А какой-то шутник прибавил:
— Чем больше секут, тем неуязвимее кожа.
Наконец Сервий дошёл до Субурры[90]. Слева возвышался в зелени кустов Виминал[91] справа виднелись благоухающие сады Эсквилина[92].
Субурра не изменилась со времени войны с Карфагеном: так же бросались с лаем на прохожих собаки, те же цирюльники, башмачники, портные, продавцы кнутов на порогах своих лавок, те же угодливые, подобострастные слова, обращённые к прохожим.
Он без труда нашёл хижину, в которой некогда жил старый Афраний со старухой.
«Умерли, наверное, — думал Сервий. — Кто живёт на их месте?

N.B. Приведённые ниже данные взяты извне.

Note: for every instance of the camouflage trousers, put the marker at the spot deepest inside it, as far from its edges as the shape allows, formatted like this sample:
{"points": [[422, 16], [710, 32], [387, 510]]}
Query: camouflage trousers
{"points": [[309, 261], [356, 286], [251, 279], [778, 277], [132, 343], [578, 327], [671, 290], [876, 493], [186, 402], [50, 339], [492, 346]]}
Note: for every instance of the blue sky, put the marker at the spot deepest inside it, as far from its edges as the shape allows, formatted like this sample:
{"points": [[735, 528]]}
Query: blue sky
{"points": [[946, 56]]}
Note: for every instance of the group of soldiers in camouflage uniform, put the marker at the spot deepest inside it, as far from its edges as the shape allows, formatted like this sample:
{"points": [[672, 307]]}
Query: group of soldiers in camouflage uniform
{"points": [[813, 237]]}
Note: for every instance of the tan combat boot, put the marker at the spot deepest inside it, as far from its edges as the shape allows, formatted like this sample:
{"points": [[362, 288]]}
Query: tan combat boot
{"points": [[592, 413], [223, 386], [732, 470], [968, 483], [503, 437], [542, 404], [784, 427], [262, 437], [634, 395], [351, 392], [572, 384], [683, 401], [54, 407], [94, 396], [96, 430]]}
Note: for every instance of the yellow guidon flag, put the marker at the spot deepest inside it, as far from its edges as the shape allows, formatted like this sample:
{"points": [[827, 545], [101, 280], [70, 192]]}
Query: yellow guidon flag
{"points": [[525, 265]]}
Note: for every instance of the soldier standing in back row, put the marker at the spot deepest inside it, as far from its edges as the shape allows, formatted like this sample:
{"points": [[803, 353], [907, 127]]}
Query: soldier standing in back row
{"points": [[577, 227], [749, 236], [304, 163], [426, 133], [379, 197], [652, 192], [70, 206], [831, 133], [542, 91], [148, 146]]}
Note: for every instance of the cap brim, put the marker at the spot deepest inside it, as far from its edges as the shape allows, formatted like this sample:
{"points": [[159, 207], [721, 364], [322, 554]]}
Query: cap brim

Родни, кажется, у них не было».
Он остановился перед полуоткрытой дверью и не решался войти, боясь наткнуться на свирепого жильца или пьяного ремесленника. Наконец он толкнул дверь.
Вглядевшись, Сервий всплеснул руками:
— Хвала Юпитеру! Дедушка Афраний, ты жив? О боги…
Со слезами на глазах он бросился к старику, сидевшему у очага, и, обнимая его, шептал:
— Жив… здоров… Хвала богам!.. А я так боялся, что никого здесь не найду!.. А хозяйка — жива?
Афраний вглядывался в него:
— Кажется, Сервий… Или я ошибаюсь… Память стала не та…
— Сервий, дедушка, Сервий…
— А старуха моя жива — ещё бегает. К соседке побежала за огоньком… Ведь у нас не храм Весты[93] чтобы горел неугасимый огонь, — пошутил Афраний и тут же спросил, где Марий, Тит, Маний, отчего нет от них вестей и почему он, Сервий, пришёл в Рим.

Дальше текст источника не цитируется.